In 2019 it sold 2,355,293 tons of food, 4.2% more than in 2018. The turnover of the companies that sell there exceeds 5 billion euros. The economic crisis resulting from the COVID-19 pandemic negatively impacted the sales of some of these businesses, especially those in the hospitality and catering sector.

== Markets ==

- Central Fruit and Vegetable Market
- Central Fish Market
- The Slaughterhouse
- Mercabarna-flor (located in Sant Boi de Llobregat, in a building next to Barcelona Airport)

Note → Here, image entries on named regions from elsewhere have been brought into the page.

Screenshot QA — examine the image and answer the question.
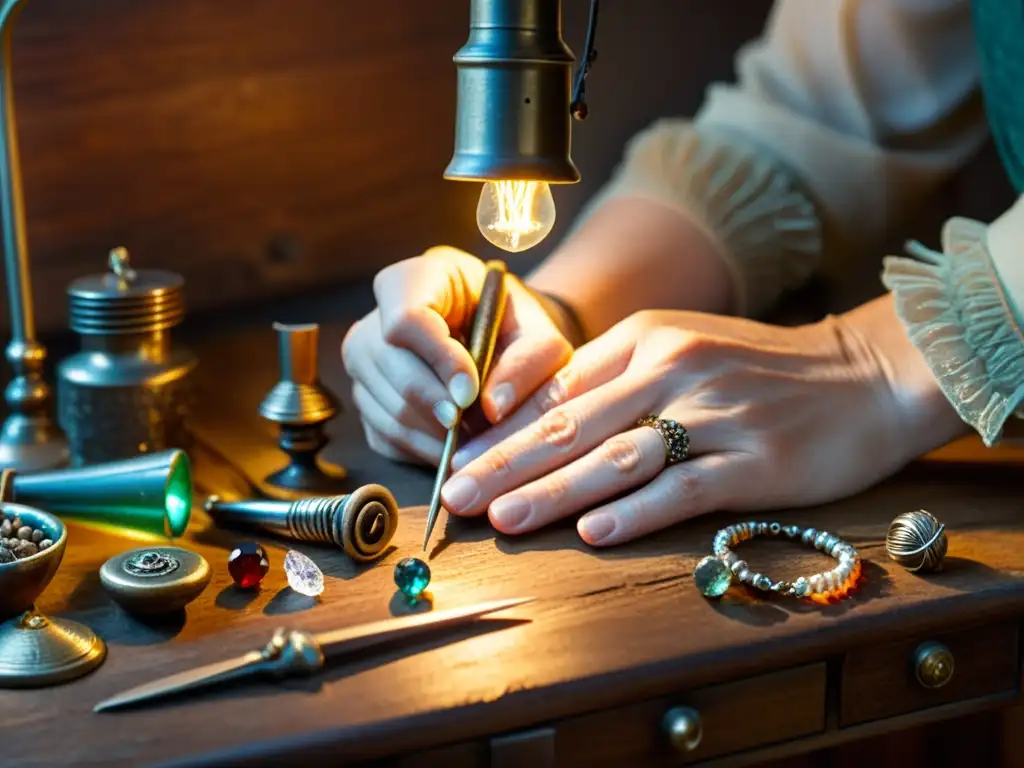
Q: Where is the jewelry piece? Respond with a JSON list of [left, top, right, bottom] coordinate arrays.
[[637, 414, 690, 467], [693, 522, 862, 603], [886, 509, 949, 573]]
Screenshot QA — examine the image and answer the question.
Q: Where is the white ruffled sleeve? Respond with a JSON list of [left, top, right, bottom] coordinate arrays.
[[581, 120, 821, 315], [882, 204, 1024, 446], [581, 0, 987, 315]]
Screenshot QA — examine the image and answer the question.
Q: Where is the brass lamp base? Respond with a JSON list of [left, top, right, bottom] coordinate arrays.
[[0, 609, 106, 688]]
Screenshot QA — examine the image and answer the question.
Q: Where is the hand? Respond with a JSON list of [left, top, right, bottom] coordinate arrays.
[[442, 303, 955, 546], [341, 248, 572, 465]]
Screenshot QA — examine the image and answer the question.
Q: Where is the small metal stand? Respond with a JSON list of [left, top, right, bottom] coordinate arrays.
[[259, 323, 347, 501], [0, 0, 69, 472]]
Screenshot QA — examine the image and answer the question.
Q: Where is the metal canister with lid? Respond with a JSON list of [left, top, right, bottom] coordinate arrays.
[[57, 248, 197, 466]]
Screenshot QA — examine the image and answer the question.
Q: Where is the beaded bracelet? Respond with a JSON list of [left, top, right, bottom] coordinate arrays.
[[693, 522, 861, 602]]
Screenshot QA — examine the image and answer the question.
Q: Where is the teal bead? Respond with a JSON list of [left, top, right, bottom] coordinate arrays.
[[394, 557, 430, 600], [693, 555, 732, 597]]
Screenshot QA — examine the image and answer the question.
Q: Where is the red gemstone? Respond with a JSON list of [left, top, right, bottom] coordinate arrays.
[[227, 542, 270, 589]]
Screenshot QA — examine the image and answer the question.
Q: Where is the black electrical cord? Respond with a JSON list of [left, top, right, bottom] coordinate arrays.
[[569, 0, 600, 120]]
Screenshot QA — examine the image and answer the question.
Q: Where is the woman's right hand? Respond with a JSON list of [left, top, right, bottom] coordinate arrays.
[[341, 247, 572, 466]]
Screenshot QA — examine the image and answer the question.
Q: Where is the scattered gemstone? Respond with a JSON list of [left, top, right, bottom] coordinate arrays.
[[227, 542, 270, 589], [394, 557, 430, 600], [693, 555, 732, 597], [285, 550, 324, 597]]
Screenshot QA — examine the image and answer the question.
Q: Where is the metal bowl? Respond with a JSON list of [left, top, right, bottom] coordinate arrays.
[[0, 504, 68, 622]]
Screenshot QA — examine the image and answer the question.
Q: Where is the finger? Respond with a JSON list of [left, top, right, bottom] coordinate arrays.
[[353, 360, 446, 440], [480, 276, 572, 424], [374, 345, 458, 436], [577, 453, 757, 547], [452, 325, 634, 471], [441, 375, 656, 515], [374, 249, 485, 409], [487, 427, 666, 534], [352, 383, 443, 466], [480, 326, 572, 424]]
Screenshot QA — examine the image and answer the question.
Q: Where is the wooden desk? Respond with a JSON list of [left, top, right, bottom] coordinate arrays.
[[0, 313, 1024, 768]]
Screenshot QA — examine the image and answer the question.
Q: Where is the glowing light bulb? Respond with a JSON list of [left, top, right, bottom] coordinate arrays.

== The Complementary Activities Zone (ZAC)==

It also includes the ZAC, comprised by the complementary activities of the food market:
- Companies specialising in the handling, ripening, preparation, packaging, conservation, distribution, importing and exporting of all types of fresh and frozen products.
- The purchasing centres of the large food distribution chains (supermarkets, greengrocer chains, etc.) that source their fresh produce in Mercabarna.
- Companies that specialise in supplying the catering industry.
- Logistics companies specialising in food and other support services: large cold-chain logistic operators, transport companies, quality control laboratories, packaging companies, auto repair shops, banks, restaurants, hotels, petrol stations, day-care centres, chemists, IT companies, courier services, consulting firms, hardware stores, etc.